A la perspectiva del icono –sigo con Saenz– se le llama "perspectiva invertida": sus puntos de fuga no están detrás de la figura, sino que se proyectan hacia adelante, a donde está el espectador. (Como curiosidad anoto que cuando Saenz se dedica a analizar los colores del icono –entre los que el oro es el dominante y recibe el término de "Luz"–, señala que el rojo, en ruso, se dice krasny, que belleza se dice krasotá, y que color es kraska; y que todos esos términos tienen la misma raíz. Pensar en eso y en el significado que tuvo el rojo en la Revolución Rusa es en extremo sugestivo.)
Bien, ¿es posible que lo que los indios del Perú hayan tenido ante sí fuesen iconos o es, como se me dice, que su desconocimiento de la perspectiva en la pintura los haya llevado a realizar pinturas tan parecidas a los iconos o, como esa fabulosa metáfora histórica del rojo y la belleza rusa, ¿será que, una vez puestos en la tarea de la didascalia, indios, bizantinos y rusos hallaron en la imagen icónica el modo de transmitir eso que, manifiesto en el mundo, no era de este mundo? Si no, ¿de qué otro modo habría que pensar la presencia en el Museo Histórico Provincial de Rosario, ciudad de llanura, museo ajeno en muchos tramos de su colección a esa llanura y ese río, de "El Señor de los Temblores", representación del todo iconográfica de la talla del Jesús en la cruz cusqueña cuya figura, según la tradición, protegió a la ciudad del terremoto de 1650?
A ese sincretismo del que habla la historia del arte cuando observa estas pinturas yo le encuentro un halo vertical que es el mismo de la cruz.
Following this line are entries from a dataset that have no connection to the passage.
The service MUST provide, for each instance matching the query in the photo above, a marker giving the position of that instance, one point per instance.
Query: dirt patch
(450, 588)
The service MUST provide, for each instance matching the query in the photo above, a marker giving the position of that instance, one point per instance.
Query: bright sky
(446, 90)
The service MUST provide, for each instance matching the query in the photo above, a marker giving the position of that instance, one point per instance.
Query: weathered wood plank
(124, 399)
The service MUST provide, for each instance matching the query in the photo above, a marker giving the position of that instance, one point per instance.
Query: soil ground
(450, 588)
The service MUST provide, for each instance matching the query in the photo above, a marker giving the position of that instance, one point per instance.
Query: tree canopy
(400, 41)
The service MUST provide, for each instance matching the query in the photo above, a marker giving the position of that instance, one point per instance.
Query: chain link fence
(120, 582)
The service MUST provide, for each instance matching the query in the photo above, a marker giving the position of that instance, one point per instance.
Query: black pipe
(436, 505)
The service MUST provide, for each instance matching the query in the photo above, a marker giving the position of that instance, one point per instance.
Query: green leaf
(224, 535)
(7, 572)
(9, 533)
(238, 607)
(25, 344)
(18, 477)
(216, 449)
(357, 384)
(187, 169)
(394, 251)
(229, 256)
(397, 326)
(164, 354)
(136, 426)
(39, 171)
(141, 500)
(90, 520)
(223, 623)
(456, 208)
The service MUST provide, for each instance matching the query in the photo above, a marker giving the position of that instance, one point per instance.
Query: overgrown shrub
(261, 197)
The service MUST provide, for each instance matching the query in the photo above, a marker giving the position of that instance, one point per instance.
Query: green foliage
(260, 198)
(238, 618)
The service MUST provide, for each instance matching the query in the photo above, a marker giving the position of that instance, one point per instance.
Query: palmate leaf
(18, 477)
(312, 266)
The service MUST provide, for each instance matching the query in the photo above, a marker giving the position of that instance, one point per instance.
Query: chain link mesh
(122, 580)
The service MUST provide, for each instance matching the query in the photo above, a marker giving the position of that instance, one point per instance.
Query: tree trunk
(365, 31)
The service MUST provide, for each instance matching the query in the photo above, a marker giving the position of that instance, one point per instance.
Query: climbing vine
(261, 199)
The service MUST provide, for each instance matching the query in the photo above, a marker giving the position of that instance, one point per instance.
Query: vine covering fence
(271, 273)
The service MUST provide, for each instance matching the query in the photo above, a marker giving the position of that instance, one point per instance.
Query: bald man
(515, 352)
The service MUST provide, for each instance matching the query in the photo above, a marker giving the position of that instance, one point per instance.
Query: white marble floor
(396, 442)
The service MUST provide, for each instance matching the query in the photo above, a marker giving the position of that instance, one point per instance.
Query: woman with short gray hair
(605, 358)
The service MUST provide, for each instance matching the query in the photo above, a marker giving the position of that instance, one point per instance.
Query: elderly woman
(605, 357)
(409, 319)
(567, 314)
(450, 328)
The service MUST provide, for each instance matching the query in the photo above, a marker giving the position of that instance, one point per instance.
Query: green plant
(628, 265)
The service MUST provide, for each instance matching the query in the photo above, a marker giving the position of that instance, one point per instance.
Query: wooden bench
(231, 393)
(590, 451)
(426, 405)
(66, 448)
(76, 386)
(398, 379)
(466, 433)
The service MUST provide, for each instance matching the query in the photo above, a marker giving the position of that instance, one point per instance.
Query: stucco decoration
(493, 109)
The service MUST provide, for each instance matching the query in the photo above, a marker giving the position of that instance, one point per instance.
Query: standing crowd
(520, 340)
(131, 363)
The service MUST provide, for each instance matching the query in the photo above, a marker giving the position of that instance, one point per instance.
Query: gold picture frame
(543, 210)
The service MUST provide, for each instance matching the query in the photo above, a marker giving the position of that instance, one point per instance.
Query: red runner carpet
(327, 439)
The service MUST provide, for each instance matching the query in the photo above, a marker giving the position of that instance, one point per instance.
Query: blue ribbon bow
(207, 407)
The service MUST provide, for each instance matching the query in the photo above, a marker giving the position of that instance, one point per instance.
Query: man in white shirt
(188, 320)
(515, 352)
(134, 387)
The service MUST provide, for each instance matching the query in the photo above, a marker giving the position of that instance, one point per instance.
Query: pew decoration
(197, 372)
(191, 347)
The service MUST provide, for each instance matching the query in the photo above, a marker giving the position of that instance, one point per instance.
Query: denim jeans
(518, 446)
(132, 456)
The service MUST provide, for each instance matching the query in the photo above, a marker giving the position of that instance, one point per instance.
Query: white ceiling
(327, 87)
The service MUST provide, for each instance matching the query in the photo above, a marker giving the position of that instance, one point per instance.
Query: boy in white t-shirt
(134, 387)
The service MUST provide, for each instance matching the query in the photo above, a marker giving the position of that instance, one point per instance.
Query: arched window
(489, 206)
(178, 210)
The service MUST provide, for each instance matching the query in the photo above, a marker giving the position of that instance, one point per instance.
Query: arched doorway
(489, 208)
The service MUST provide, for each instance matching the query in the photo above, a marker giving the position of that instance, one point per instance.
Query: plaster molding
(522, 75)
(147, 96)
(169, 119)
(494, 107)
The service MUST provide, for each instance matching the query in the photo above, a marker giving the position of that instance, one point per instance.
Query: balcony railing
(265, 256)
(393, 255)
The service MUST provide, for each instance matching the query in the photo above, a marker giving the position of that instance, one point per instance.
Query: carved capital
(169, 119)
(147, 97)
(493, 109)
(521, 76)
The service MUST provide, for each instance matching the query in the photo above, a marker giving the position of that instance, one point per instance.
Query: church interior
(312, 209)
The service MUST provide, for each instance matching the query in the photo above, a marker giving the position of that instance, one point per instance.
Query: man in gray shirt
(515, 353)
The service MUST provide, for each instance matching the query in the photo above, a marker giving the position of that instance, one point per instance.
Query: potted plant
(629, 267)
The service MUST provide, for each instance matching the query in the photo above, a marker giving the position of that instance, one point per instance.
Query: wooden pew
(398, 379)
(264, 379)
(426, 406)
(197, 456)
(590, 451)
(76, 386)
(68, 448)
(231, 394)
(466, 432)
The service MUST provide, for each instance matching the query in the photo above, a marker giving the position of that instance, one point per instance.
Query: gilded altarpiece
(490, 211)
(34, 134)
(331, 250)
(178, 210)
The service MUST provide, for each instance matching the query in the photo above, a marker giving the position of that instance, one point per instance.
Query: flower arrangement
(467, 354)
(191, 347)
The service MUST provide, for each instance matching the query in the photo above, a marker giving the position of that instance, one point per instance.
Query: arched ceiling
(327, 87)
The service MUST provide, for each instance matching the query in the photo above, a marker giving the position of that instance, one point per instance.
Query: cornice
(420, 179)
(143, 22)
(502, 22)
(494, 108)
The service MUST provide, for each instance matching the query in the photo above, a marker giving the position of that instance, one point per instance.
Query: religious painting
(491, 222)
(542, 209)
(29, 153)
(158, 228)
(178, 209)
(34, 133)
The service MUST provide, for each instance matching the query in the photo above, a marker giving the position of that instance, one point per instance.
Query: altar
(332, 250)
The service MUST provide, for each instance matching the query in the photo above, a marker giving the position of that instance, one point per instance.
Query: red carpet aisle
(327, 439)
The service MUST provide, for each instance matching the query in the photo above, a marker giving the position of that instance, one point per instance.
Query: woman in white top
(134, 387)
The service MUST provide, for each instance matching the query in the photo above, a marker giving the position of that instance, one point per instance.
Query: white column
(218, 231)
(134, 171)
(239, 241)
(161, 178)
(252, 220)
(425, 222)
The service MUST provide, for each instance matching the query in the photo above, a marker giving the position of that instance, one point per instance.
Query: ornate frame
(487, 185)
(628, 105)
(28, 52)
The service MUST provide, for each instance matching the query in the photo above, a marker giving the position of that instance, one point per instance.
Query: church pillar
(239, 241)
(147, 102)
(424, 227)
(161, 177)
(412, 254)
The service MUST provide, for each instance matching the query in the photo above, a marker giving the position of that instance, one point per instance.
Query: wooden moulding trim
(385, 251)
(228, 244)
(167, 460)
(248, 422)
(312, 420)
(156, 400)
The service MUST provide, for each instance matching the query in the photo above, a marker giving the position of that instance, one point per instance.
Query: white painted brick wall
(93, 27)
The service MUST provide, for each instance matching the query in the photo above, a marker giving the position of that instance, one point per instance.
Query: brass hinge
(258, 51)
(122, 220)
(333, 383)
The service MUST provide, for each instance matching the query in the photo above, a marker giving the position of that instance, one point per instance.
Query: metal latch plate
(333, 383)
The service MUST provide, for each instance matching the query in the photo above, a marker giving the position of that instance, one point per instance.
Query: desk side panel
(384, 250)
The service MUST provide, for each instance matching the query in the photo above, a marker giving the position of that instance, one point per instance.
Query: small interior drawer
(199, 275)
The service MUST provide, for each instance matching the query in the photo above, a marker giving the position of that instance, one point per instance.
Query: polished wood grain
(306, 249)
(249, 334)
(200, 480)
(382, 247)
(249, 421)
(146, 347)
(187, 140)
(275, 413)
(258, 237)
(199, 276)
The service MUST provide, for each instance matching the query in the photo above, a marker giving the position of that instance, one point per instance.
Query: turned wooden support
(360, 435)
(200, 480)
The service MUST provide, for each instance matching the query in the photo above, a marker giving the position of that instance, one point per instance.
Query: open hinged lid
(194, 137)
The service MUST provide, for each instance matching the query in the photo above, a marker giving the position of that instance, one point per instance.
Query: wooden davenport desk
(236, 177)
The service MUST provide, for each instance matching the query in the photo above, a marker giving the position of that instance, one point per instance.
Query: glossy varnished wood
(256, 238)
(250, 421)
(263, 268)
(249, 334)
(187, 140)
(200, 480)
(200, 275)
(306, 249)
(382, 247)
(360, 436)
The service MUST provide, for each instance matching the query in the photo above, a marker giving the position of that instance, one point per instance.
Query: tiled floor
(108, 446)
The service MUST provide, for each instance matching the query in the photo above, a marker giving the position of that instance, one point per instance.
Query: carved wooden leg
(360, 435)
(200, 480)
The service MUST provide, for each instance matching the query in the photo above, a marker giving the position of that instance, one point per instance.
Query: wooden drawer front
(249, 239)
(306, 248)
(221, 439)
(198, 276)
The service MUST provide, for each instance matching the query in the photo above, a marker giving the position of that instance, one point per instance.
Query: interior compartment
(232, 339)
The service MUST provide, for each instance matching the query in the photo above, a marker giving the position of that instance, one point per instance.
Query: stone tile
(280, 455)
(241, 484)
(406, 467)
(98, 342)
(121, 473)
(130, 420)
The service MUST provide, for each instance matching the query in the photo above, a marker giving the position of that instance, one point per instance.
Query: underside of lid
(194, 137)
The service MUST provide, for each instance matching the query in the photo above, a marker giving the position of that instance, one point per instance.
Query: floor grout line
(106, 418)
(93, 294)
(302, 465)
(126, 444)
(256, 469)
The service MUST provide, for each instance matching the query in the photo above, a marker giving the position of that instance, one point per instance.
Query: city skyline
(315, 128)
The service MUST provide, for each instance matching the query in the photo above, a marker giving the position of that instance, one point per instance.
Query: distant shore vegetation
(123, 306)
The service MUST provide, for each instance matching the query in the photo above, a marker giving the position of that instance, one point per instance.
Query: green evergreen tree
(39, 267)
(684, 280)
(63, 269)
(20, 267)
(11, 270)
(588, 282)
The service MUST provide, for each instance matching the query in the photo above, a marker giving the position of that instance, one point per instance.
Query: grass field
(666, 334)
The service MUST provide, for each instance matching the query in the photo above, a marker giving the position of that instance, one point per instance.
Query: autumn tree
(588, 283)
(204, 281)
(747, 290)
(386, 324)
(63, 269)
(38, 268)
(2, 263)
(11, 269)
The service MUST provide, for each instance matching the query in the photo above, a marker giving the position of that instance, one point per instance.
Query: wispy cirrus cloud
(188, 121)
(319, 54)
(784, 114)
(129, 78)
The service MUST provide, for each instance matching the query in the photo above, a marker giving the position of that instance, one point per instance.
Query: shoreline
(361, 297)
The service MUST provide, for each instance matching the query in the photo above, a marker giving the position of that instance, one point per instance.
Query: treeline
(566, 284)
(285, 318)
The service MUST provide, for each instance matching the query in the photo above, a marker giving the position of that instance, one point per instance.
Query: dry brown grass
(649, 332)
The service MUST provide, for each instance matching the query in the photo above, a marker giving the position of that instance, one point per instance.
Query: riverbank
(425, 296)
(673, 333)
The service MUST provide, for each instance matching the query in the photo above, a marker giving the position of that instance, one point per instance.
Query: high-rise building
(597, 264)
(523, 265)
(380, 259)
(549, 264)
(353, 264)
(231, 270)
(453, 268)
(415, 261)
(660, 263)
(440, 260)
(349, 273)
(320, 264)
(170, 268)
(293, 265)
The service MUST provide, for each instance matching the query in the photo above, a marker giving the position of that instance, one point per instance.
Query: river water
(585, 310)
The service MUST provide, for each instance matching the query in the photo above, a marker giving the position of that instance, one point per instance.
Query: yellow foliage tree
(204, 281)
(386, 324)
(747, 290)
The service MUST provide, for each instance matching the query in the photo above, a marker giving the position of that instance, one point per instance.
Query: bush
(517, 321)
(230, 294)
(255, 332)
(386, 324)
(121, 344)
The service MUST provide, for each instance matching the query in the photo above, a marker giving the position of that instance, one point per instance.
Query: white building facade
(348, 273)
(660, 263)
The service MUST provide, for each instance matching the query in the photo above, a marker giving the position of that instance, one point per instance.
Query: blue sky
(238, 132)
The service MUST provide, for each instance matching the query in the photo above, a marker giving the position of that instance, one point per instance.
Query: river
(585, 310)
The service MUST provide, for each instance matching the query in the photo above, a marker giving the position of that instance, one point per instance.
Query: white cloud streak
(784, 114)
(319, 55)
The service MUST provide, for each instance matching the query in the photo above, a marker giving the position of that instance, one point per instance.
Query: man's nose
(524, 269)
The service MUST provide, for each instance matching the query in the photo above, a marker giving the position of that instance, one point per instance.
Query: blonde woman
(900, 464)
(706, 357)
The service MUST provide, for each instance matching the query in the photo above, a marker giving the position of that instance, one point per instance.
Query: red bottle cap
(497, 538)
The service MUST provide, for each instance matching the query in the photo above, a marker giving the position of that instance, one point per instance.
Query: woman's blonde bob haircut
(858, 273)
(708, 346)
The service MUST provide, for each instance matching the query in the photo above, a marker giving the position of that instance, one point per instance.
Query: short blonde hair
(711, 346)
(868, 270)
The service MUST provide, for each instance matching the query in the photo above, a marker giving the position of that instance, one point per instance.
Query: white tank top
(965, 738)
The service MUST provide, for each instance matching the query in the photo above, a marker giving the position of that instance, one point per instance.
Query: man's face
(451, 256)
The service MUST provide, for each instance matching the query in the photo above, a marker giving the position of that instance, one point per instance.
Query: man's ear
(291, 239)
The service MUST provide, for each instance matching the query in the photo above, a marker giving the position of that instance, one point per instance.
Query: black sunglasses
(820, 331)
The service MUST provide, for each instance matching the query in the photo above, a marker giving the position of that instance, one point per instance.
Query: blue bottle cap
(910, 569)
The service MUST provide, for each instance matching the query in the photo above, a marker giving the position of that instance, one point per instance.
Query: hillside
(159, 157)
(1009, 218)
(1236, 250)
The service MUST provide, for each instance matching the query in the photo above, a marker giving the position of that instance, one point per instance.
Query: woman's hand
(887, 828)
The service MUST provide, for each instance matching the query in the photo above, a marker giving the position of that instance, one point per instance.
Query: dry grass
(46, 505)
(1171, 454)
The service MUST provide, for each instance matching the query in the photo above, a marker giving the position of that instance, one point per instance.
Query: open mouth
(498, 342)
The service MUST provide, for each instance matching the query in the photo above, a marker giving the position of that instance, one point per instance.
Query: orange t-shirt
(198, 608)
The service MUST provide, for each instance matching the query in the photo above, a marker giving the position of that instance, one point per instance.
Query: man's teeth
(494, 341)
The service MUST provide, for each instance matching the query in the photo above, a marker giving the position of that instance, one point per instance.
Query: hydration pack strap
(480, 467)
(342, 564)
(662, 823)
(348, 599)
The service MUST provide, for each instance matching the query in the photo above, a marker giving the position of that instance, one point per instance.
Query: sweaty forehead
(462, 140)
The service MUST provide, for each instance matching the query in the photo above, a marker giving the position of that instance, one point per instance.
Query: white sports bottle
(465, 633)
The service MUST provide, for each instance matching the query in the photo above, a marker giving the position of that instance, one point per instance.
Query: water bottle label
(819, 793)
Arriba, el logotipo del Marc creado por Ángel Guido. Debajo, la página 9 del catálogo Arte Sacro, de 1941 (si no me equivoco), encabezado por el nombre del obispo de Rosario, Antonio Caggiano quien, según el relato erudito de Pablo Montini, fue el encargado de crear una tradición mariana en la fundación e historia de Rosario que, hasta ese momento, la ciudad ignoraba.